His current books projects continue this trilogy with Theatrical Failure in Early Modern England, which explores the causes and productive results of aesthetic, commercial, and material failure in domains such as the professional stage, court masque, household entertainment, and university play. The trilogy concludes with Strange Company: Foreign Performers in Medieval and Early Modern England, which surveys the history of performers who toured to England from Spain, Italy, France, Ireland, Scotland, Africa, the Ottoman Empire, and elsewhere, establishing the role that they played in the development of early English theatrical culture and situating England’s theatrical Renaissance as one part of a global and more complexly transnational, transcultural theatrical Renaissance.


Dr. Pangallo was a co-editor of The Amazon, by Edward Herbert, for The Malone Society (2016) and editor of Thomas May’s The Tragedy of Antigone for The Malone Society (2016) and Walter Mountfort’s The Launching of the Mary for Digital Renaissance Editions (forthcoming). He is a contributing editor for The Collected Works of Thomas Heywood (Oxford UP, forthcoming), preparing editions of The English Traveller and The Royal King and the Loyal Subject, and he is the assistant editor for the New Variorum Shakespeare edition of Titus Andronicus (MLA).

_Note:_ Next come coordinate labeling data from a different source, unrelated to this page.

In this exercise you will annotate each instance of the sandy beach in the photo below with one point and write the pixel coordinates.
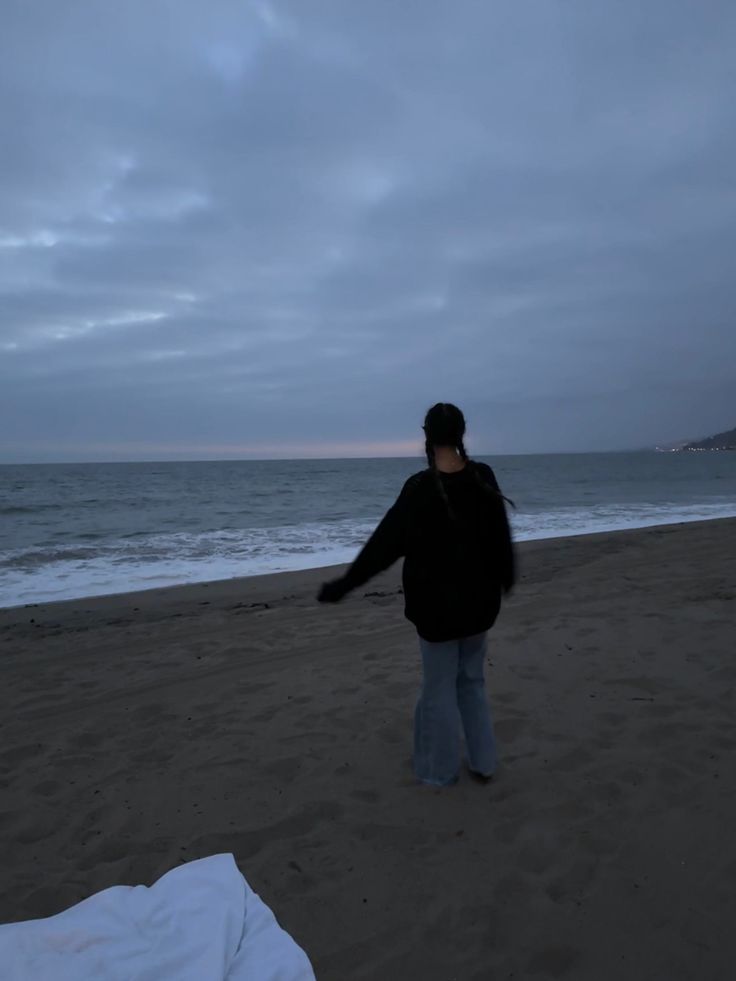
(148, 729)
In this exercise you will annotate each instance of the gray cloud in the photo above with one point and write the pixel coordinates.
(232, 228)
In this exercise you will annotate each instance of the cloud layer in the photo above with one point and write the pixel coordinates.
(276, 227)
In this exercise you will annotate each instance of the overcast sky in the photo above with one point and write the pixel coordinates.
(282, 228)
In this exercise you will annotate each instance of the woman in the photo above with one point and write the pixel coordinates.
(450, 524)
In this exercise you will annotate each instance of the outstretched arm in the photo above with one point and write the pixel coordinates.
(386, 545)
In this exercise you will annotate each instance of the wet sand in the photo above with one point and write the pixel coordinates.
(140, 731)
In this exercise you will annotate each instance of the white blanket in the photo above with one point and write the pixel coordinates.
(200, 922)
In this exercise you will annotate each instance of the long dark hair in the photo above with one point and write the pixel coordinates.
(444, 425)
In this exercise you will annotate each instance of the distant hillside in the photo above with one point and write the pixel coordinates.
(722, 441)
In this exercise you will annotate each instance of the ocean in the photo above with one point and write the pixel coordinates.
(78, 530)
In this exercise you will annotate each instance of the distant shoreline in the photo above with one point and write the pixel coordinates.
(320, 572)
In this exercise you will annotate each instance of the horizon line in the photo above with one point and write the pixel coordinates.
(305, 459)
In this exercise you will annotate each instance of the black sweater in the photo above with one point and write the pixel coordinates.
(457, 549)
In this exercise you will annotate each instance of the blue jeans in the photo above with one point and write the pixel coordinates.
(453, 690)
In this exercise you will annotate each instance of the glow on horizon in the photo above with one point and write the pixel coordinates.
(152, 452)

Dr. Pangallo’s publications have appeared in journals such as Review of English StudiesEnglish Literary RenaissanceEarly Theatre, Medieval and Renaissance Drama in England (forthcoming), Early Modern Literary StudiesJournal for Early Modern Cultural StudiesShakespeare Newsletter, Translation and Interpreting Studies, and Notes & Queries. He has contributed chapters to the collections Divining Thoughts: Future Directions in Shakespeare Studies (Cambridge Scholars Publishing, 2007), The Oxford Handbook of Shakespeare (Oxford UP, 2012), A New Companion to Renaissance Drama (Wiley-Blackwell, 2017), Early British Drama in Manuscript (Brepols, forthcoming), and Practicing Shakespeare: Explorations from the Blackfriars Stage (Fairleigh Dickinson Press, forthcoming). He is a contributor to the Lost Plays Database and The Shakespeare Standard. He has presented numerous invited lectures and at numerous academic conferences, including meetings of the Renaissance Society of America, the Shakespeare Association of America, the British Shakespeare Association, the MLA, the Northeast MLA, the Society for Textual Scholarship, the London Forum on Authorship Studies, and at the American Shakespeare Center.

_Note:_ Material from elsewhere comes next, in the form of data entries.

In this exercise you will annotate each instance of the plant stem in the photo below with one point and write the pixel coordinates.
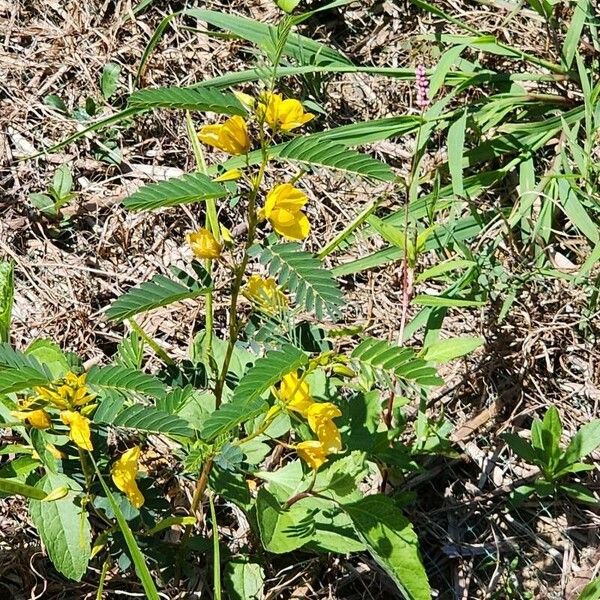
(216, 552)
(152, 343)
(212, 224)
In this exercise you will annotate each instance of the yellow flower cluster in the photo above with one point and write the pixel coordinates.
(295, 394)
(204, 244)
(232, 137)
(265, 294)
(69, 395)
(124, 472)
(283, 209)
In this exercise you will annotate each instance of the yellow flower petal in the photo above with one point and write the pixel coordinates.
(79, 428)
(292, 115)
(124, 471)
(39, 419)
(231, 136)
(295, 394)
(204, 244)
(230, 175)
(313, 453)
(285, 196)
(293, 226)
(283, 209)
(320, 415)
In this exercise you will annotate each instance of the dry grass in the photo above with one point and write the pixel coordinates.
(474, 547)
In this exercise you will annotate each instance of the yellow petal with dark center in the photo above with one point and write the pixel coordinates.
(313, 453)
(124, 472)
(79, 428)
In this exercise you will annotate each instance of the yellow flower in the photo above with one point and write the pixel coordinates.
(39, 418)
(69, 392)
(265, 294)
(320, 415)
(231, 136)
(123, 473)
(281, 114)
(283, 208)
(313, 453)
(204, 244)
(295, 394)
(79, 428)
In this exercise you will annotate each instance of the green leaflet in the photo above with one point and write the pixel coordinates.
(391, 540)
(63, 526)
(124, 380)
(201, 99)
(244, 580)
(402, 362)
(303, 275)
(152, 420)
(194, 187)
(315, 522)
(6, 298)
(321, 153)
(160, 291)
(247, 401)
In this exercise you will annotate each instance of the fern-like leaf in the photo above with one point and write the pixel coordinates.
(321, 153)
(401, 362)
(160, 291)
(202, 99)
(303, 274)
(19, 371)
(246, 402)
(125, 380)
(193, 187)
(152, 420)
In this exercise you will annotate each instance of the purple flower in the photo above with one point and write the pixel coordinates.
(422, 87)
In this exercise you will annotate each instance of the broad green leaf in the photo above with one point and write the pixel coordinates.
(304, 275)
(591, 591)
(159, 291)
(6, 298)
(573, 35)
(579, 492)
(193, 187)
(584, 442)
(152, 420)
(109, 80)
(247, 401)
(63, 526)
(50, 355)
(313, 521)
(202, 99)
(443, 351)
(62, 182)
(391, 540)
(521, 447)
(244, 580)
(402, 362)
(19, 371)
(321, 153)
(124, 380)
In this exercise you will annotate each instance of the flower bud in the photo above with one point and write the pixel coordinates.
(203, 244)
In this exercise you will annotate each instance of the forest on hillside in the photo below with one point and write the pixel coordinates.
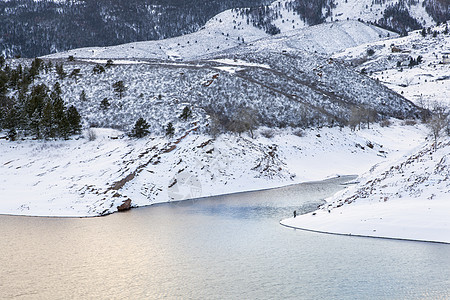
(31, 28)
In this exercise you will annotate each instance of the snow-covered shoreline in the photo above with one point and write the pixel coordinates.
(407, 201)
(80, 178)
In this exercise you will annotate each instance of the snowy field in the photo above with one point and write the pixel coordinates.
(408, 200)
(218, 36)
(426, 82)
(88, 178)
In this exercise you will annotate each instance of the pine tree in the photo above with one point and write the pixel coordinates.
(47, 123)
(83, 97)
(11, 122)
(74, 119)
(75, 74)
(186, 114)
(170, 130)
(59, 114)
(60, 71)
(104, 104)
(119, 88)
(98, 69)
(140, 129)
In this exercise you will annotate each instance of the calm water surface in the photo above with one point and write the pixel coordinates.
(227, 247)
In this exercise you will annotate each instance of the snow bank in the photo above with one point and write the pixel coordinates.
(409, 200)
(89, 178)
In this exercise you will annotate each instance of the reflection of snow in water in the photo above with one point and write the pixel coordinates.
(187, 186)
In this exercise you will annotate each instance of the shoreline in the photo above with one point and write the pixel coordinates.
(361, 235)
(350, 178)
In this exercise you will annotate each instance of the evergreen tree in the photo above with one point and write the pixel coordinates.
(11, 122)
(98, 69)
(109, 63)
(119, 88)
(104, 104)
(47, 123)
(140, 128)
(59, 114)
(170, 130)
(60, 71)
(83, 97)
(186, 114)
(75, 74)
(74, 120)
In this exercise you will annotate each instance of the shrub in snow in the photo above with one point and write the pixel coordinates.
(385, 123)
(140, 128)
(91, 135)
(186, 114)
(298, 132)
(170, 130)
(268, 133)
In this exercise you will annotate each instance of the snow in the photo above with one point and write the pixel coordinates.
(424, 83)
(88, 178)
(217, 37)
(409, 200)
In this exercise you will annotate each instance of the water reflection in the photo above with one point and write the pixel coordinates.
(224, 247)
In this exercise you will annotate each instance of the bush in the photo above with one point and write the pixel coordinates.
(299, 132)
(385, 123)
(105, 104)
(140, 129)
(268, 133)
(186, 114)
(91, 135)
(170, 130)
(409, 122)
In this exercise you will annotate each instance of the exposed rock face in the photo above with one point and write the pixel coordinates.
(126, 205)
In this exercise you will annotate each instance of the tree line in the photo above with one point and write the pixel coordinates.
(31, 28)
(35, 110)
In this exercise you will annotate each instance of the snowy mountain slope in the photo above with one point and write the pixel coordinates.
(397, 15)
(408, 200)
(368, 10)
(424, 83)
(227, 31)
(288, 89)
(88, 178)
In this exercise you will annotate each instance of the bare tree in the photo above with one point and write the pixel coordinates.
(244, 120)
(438, 122)
(356, 117)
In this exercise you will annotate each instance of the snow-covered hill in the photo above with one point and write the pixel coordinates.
(407, 200)
(292, 88)
(88, 178)
(227, 31)
(389, 63)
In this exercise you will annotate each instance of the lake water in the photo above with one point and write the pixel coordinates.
(226, 247)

Dr. Pangallo has designed and taught courses in early modern literature, dramatic literature, theater history, and book history at Virginia Commonwealth University, Bates College, Mount Holyoke College, Westfield State University, the University of Massachusetts Amherst, and Salem State University.


He has been the recipient of grants from the Bibliographical Society of the United Kingdom, The Malone Society, and the Shakespeare Association of America, as well as a Jack Kent Cooke Foundation Scholarship and Jacob K. Javits Fellowship, and his scholarship has been recognized with a “Best Essay in Theatre History” prize from the journal Early Theatre and the 2011 Open Paper Competition prize from the Shakespeare Association of America.


Outside of his academic pursuits, Dr. Pangallo is a theatrical director and dramaturge and has worked for Salem Theatre Company as its founding artistic director, Rebel Shakespeare Company, the Massachusetts Center for Interdisciplinary Renaissance Studies, and the Globe Theatre in London. He is also an award-winning book-collector.